My god I miss New York City. Yes, I’m writing this from my apartment in Brooklyn. But I miss The City. The subway. The millions of tiny communities you find yourself in at any moment. The time a drunk girl fell asleep on my shoulder on t J and woke up to tell you that you’re the
nicest person she’d ever met. The time a man got a text and started sobbing while sitting next to me on the L and when I asked him if he was okay, he cracked a giant smile and said, “I’m going to be an uncle!” Buying strawberries at the farmer’s market and sitting on the steps
of union square to eat them. The Hare Krishnas in their orange gear. Running into someone I know but haven’t seen for years on a random corner of 5th Avenue in the 20s. Getting mad the train is late. My favorite cafe where the barista never charged me and I always dropped a
ten spot into the tip jar instead. Knowing the best places to hang out to smoke a bowl inconspicuously. Walking from park to park to park to park on a sunny afternoon. Hiding under a scaffolding with fifty other people in a summer cloudburst. Going through neighborhoods I haven’t
been to in years and yelling over how the neighborhood has changed - “what the fuck? High rises in Long Island City? None of this was here when I was in high school.” Studiously avoiding certain blocks where an ex works. Running out of that favorite cafe because you spotted the
old boss sitting next to the counter and uoi do *not* want to talk to her. The constellation of people.
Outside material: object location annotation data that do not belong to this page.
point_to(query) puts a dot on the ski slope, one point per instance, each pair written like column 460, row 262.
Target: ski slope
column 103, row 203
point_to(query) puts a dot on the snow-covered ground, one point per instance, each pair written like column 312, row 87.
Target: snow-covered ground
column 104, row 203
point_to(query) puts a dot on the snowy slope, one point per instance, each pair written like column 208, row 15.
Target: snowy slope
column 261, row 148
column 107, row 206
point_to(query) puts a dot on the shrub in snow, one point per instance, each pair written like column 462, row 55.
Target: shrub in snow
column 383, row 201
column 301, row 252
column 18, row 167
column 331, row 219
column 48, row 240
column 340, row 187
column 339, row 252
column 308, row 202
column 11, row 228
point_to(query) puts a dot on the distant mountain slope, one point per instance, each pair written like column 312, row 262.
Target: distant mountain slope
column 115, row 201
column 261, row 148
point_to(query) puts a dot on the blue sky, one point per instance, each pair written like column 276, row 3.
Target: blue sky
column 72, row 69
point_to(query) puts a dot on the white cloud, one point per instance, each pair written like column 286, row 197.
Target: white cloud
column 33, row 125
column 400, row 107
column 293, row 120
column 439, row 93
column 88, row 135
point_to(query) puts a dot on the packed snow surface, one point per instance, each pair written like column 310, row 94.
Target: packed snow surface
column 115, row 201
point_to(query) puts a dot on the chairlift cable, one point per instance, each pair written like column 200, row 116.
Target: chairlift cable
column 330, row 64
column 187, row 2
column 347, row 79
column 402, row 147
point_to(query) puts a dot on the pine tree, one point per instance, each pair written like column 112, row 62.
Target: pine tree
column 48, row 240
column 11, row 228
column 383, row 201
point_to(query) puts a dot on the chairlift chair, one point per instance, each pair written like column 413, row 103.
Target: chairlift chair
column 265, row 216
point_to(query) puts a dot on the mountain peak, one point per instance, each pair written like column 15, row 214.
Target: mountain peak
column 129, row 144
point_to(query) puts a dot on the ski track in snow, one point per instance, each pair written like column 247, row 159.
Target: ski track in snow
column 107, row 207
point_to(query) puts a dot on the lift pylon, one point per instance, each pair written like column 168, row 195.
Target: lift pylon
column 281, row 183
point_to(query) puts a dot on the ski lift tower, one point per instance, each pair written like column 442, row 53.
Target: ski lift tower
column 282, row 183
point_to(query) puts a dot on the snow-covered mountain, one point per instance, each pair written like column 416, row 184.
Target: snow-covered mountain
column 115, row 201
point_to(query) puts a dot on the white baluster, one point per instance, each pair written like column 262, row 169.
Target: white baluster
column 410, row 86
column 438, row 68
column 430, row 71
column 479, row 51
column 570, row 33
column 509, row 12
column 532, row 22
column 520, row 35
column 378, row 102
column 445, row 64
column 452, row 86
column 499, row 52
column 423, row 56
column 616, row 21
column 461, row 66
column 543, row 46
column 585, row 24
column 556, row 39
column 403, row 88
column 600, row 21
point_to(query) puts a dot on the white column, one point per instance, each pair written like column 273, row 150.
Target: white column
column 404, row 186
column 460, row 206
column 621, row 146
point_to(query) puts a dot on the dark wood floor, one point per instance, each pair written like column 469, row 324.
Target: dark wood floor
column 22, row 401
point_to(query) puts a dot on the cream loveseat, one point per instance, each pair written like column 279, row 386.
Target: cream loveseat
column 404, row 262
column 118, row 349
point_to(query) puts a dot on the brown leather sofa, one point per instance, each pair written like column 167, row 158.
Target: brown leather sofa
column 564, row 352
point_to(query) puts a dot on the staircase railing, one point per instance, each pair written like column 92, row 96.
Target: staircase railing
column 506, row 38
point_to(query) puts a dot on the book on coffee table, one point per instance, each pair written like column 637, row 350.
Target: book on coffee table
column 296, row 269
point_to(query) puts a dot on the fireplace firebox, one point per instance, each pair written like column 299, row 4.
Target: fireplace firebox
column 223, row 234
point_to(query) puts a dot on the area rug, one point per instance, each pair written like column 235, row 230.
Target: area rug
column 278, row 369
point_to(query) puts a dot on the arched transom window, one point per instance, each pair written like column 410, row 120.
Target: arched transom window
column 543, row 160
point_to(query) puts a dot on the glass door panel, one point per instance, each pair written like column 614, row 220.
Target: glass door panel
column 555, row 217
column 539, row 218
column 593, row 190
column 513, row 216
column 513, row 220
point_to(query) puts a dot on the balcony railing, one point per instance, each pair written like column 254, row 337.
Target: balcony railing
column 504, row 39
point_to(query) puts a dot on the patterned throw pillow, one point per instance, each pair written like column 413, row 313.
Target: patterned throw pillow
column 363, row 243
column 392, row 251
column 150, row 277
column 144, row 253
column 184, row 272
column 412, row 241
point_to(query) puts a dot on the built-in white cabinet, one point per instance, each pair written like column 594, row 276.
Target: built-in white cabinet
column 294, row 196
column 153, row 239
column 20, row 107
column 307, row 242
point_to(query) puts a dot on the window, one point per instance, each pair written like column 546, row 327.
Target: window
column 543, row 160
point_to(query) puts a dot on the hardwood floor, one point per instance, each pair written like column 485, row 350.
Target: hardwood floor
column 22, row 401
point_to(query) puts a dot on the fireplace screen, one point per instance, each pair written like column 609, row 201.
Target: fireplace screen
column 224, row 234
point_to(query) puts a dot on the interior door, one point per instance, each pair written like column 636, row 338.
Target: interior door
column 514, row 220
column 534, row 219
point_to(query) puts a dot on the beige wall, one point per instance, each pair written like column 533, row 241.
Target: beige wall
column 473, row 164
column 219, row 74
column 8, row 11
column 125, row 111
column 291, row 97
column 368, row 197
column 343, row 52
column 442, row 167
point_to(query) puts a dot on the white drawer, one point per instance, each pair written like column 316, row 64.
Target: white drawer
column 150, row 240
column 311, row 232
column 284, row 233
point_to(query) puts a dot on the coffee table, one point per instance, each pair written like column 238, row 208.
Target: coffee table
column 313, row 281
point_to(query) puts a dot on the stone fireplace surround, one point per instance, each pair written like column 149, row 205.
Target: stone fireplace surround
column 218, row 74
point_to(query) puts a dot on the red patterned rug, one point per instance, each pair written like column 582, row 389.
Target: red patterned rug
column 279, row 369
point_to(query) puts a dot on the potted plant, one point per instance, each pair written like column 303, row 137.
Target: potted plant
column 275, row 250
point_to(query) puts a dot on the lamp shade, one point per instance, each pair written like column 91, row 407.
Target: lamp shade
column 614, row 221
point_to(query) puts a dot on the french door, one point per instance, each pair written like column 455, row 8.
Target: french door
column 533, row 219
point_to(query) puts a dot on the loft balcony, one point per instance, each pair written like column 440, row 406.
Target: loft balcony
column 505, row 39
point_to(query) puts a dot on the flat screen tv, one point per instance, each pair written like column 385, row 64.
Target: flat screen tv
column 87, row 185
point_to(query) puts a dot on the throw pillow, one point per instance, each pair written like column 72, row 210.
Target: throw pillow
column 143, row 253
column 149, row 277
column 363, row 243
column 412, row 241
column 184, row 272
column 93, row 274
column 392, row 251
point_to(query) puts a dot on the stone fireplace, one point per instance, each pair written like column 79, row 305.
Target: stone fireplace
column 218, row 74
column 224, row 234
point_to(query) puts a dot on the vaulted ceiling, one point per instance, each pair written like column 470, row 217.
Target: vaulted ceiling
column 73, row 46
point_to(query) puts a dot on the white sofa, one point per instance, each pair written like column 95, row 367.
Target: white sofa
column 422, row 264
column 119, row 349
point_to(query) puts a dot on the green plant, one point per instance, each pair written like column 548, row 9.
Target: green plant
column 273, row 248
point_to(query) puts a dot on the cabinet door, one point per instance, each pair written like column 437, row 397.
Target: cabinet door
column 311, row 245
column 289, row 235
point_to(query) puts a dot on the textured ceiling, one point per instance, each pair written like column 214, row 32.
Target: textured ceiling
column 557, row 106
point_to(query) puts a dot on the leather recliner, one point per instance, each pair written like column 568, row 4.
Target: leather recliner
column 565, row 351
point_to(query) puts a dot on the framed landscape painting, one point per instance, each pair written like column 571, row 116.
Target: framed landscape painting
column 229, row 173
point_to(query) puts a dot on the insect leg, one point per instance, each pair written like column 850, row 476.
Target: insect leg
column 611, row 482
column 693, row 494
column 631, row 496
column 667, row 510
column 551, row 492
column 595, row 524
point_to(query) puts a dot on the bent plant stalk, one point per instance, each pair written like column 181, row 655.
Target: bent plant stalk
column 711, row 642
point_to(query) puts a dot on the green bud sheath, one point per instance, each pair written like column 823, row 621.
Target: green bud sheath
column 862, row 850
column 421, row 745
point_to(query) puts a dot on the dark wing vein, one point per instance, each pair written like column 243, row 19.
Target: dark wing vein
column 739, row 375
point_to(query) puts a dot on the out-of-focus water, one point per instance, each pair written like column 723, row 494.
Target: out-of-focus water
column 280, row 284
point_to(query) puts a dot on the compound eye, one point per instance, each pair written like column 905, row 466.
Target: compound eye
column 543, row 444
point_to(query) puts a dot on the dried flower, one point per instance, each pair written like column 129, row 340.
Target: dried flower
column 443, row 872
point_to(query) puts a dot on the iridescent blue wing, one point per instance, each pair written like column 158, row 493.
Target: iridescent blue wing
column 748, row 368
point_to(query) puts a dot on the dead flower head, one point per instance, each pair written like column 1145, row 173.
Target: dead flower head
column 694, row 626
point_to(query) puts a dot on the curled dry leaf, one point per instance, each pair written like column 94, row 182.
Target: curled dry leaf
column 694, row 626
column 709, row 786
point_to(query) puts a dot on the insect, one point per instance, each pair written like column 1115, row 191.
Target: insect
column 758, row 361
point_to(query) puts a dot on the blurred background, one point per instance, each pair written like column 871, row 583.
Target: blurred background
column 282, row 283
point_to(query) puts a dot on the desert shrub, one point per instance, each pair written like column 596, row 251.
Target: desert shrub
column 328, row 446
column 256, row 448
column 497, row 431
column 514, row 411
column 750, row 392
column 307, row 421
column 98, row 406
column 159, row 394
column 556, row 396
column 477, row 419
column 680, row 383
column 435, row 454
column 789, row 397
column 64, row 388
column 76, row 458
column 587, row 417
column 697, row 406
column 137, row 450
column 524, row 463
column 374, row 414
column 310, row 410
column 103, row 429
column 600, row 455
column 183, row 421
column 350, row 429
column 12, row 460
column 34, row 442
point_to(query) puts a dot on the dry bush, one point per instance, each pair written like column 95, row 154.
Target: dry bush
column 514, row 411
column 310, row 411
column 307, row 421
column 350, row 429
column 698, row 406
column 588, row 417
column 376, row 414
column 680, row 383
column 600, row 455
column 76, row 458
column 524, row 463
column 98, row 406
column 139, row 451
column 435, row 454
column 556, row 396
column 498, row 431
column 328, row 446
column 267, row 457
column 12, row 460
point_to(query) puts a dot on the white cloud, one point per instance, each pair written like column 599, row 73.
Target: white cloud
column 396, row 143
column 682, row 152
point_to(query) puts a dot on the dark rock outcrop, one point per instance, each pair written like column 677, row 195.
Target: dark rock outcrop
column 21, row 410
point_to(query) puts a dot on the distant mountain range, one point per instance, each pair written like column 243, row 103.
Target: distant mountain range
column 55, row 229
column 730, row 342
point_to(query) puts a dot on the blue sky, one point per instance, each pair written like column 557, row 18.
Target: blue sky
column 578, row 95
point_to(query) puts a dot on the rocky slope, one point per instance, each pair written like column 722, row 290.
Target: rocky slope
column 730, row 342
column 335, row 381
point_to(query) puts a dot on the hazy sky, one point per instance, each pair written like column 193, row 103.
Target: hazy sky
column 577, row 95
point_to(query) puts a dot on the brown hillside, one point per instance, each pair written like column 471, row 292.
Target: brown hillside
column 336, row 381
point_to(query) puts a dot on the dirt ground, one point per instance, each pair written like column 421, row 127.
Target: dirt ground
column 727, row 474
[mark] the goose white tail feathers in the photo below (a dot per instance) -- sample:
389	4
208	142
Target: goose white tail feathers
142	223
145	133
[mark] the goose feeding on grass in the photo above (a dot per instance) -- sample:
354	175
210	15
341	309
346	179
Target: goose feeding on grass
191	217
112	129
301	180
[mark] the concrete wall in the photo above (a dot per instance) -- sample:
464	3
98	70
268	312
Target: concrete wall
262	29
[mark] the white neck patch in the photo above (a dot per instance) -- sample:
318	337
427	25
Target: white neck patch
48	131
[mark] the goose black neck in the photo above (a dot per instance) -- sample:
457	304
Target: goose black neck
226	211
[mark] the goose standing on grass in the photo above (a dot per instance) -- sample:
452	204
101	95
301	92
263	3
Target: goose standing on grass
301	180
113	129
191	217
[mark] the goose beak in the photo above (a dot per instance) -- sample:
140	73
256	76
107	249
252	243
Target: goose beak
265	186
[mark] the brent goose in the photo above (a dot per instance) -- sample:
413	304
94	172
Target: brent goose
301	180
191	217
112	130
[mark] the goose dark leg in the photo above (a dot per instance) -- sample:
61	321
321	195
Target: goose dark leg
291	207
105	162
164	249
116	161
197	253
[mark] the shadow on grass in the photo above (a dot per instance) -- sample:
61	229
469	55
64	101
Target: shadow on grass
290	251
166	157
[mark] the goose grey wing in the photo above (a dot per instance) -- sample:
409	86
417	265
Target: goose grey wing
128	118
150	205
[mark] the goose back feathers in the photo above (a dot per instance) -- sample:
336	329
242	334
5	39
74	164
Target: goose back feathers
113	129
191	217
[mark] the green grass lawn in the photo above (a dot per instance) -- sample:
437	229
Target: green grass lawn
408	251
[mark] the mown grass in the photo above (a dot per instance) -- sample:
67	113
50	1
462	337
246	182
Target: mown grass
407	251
The neighborhood regulars and the daily tide. Never going to Times Square. Theater, or the possibility of going to the theater even though I’m not going. Meeting a new friend
for gluten free bagels in a neighborhood where neither of you live. Feeling guilty that Bronx-dwelling friend is traveling all that way on the train to come see you in Brooklyn because living in different boroughs is a long-distance friendship. Those pockets of neighborhoods
that were deeply significant at one point in your life but no more, and the current of memories permanently ebbing and flowing within those city blocks; change what may, there you once lived, there you once breathed and became a part of this place’s story. One day, this to will
be a part of this place’s story - you will look, marked out on a map, You Are Here.